Treatments that genetically modify a patient’s own blood cells are creating a powerful new weapon in the fight against cancer – possibly even the most powerful yet, according to a leading international specialist in children’s cancer. HEALTH met with Dr. Rabi Hanna* at Arab Health recently to learn more about this groundbreaking technique.
CAR T-cell Therapy
Next-generation CAR T-cell therapy uses genetic engineering to create a ‘living drug’ specific to an individual patient, and is a breakthrough treatment for those with particularly aggressive variants of lymphoma or leukemia. According to Dr. Hanna, it uses genetic engineering to create a ‘living drug’ specific to an individual patient.
He says the first applications of CAR T-cell therapy have been in treating blood cancers, such as types of leukemia or lymphoma, which are among the more common forms of cancer among younger patients’. “Early results of CAR T-cell therapy for treating pediatric and young adult patients’ are highly promising and exciting,” says Dr. Hanna. “They are the ultimate personal medications that are designed to fight leukemia forever because they stay within the blood as a living drug. CAR T-cell therapy introduces enormous potential in blood cancer treatment, particularly among patients’ aged under 26 stricken with relapsed acute lymphoblastic leukemia.”

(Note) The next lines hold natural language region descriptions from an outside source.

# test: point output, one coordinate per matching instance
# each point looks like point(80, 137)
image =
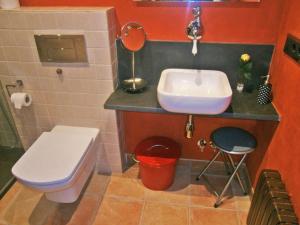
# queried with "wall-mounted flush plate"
point(292, 48)
point(60, 48)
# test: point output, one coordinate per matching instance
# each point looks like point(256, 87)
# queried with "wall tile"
point(17, 20)
point(7, 38)
point(4, 68)
point(4, 20)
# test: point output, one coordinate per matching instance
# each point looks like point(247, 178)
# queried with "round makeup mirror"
point(133, 38)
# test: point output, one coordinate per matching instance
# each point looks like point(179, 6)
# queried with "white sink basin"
point(194, 91)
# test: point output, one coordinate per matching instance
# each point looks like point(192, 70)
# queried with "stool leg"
point(219, 200)
point(208, 165)
point(238, 175)
point(227, 168)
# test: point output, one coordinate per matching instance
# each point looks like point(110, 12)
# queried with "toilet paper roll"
point(9, 4)
point(21, 99)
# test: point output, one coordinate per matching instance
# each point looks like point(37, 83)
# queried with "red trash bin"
point(157, 158)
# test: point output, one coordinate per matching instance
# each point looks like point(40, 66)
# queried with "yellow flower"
point(245, 58)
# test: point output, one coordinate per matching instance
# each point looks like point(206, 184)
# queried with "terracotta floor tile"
point(116, 212)
point(97, 184)
point(125, 187)
point(205, 216)
point(201, 194)
point(10, 195)
point(163, 214)
point(243, 203)
point(242, 218)
point(131, 172)
point(216, 168)
point(86, 210)
point(21, 208)
point(178, 193)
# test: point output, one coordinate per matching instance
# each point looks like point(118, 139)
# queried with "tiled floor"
point(125, 201)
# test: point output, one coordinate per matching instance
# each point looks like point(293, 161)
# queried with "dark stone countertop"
point(243, 105)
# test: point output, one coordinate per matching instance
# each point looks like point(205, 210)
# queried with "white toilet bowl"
point(59, 162)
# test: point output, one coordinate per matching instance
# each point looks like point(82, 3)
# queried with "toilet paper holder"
point(19, 83)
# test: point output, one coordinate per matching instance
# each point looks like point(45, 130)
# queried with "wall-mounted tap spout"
point(194, 29)
point(189, 127)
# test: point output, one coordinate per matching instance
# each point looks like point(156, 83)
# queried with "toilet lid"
point(53, 158)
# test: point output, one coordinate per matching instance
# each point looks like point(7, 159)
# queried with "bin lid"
point(157, 151)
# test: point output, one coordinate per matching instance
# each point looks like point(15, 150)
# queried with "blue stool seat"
point(233, 140)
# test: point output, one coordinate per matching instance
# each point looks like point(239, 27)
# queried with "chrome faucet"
point(194, 30)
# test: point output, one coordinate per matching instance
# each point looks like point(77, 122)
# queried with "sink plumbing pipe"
point(189, 127)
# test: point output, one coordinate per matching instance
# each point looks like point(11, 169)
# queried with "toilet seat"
point(54, 157)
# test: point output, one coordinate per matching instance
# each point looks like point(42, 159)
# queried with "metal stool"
point(231, 141)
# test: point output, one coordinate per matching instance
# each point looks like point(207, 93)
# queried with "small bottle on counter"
point(265, 92)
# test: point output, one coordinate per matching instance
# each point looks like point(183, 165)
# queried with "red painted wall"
point(231, 22)
point(284, 151)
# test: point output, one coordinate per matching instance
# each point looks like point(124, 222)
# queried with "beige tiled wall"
point(75, 98)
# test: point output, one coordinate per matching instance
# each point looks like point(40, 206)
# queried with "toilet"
point(59, 162)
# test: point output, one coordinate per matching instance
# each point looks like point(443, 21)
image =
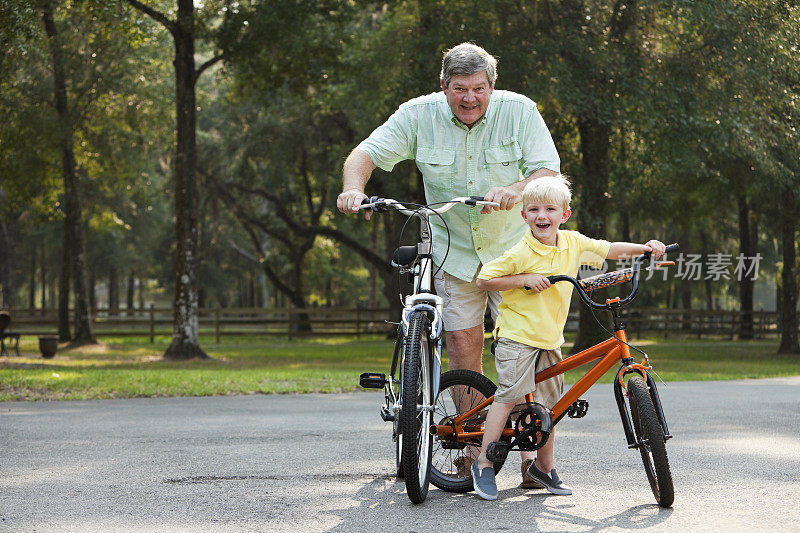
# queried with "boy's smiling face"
point(544, 218)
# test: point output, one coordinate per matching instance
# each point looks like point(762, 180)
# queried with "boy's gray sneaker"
point(550, 481)
point(483, 482)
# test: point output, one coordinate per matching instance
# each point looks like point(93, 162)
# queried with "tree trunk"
point(8, 238)
point(43, 278)
point(75, 238)
point(64, 333)
point(685, 286)
point(706, 282)
point(32, 288)
point(141, 293)
point(131, 290)
point(113, 291)
point(788, 300)
point(373, 269)
point(592, 188)
point(185, 340)
point(747, 249)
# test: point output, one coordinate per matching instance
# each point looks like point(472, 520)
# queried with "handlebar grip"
point(473, 200)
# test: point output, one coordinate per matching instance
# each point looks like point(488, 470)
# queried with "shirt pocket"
point(437, 166)
point(502, 162)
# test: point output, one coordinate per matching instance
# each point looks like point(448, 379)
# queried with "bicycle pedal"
point(386, 415)
point(373, 380)
point(578, 409)
point(497, 451)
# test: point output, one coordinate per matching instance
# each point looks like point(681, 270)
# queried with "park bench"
point(5, 320)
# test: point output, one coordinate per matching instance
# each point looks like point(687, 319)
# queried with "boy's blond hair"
point(548, 189)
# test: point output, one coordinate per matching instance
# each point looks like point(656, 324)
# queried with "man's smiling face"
point(468, 96)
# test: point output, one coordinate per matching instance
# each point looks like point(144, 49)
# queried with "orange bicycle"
point(464, 397)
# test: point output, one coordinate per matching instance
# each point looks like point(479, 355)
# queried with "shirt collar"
point(543, 249)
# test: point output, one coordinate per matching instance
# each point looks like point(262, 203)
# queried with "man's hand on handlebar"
point(350, 200)
point(507, 197)
point(656, 248)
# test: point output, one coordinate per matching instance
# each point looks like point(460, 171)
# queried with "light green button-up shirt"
point(508, 144)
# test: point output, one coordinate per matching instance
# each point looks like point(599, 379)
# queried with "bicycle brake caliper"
point(578, 409)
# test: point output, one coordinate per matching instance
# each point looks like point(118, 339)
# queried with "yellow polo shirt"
point(538, 319)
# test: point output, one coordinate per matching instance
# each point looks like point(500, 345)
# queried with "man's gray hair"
point(466, 59)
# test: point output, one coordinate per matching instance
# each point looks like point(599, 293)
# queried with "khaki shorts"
point(517, 365)
point(464, 303)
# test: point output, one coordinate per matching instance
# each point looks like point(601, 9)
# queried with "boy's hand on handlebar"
point(535, 282)
point(350, 200)
point(656, 248)
point(505, 196)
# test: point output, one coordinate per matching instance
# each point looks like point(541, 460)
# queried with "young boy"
point(531, 323)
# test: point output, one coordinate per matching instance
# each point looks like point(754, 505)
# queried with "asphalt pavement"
point(324, 462)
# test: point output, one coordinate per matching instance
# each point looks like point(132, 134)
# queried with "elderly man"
point(466, 140)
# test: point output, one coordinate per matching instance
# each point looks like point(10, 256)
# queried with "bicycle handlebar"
point(608, 279)
point(380, 205)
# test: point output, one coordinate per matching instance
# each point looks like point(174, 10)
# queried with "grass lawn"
point(132, 367)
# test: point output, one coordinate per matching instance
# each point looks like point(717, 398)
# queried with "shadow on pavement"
point(382, 504)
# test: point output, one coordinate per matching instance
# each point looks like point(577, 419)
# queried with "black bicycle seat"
point(404, 256)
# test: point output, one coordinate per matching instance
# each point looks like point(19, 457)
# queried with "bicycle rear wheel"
point(652, 445)
point(415, 413)
point(459, 391)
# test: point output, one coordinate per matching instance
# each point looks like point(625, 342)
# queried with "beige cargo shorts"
point(517, 365)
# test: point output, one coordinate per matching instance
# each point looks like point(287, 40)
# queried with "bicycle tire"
point(650, 436)
point(445, 461)
point(417, 390)
point(398, 464)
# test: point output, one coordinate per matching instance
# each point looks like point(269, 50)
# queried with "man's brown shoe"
point(529, 482)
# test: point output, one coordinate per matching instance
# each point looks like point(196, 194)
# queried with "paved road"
point(323, 462)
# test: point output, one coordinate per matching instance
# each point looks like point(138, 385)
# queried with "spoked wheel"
point(652, 446)
point(459, 392)
point(398, 452)
point(415, 414)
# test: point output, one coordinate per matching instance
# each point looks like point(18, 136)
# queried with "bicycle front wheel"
point(415, 413)
point(652, 445)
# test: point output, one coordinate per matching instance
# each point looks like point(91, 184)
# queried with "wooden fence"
point(321, 321)
point(157, 321)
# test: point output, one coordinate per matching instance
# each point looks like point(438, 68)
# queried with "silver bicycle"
point(413, 383)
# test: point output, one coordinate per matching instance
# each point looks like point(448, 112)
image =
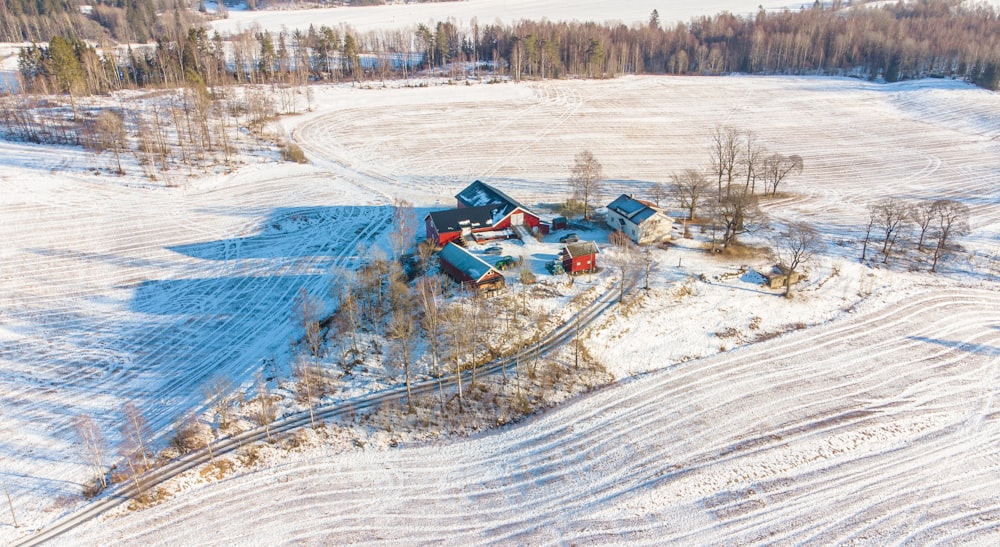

To create the medication, doctors’ take blood from a vein in the arm, pass it through a machine that separates out the white blood cells – including the T-cells, a type of immune system cell – and return the rest of the blood to the patient’s circulation. The gene for a special receptor that binds to a protein on the cancer cell – called a ‘chimeric antigen receptor’ or ‘CAR’ – is added to the T-cells in the laboratory. Large numbers of this newly created ‘CAR T-cell’ are then grown over a 14 to 21 day period in the laboratory, and then infused back into the patients’ blood after receiving a few days of chemotherapy. “Already, we are seeing survival rates jump from very poor and almost always fatal, to as high as 73 percent overall survival at one year,” indicates Dr. Hanna.
CAR T-cell therapies are being developed for other blood cancers, including chronic lymphocytic leukemia, other forms of lymphoma, and multiple myeloma, according to Dr. Hanna, and many of these breakthroughs could have particular relevance to adolescent and young adult patients’. He says this is an age group that is often overlooked by cancer programs that focus heavily on children at one end of the scale, and those forms of disease mostly affecting older patients’, such as breast, lung, or colorectal cancer, at the other. “Most adolescents and young adults are provided the same treatments as much older adults, even when we now know that the disease biology is different in younger patients,” he says. “In addition, because they tend to be busy with school or work or parenting, young cancer sufferers are less likely to take part in critically important clinical drug trials that could yield breakthrough treatment options.”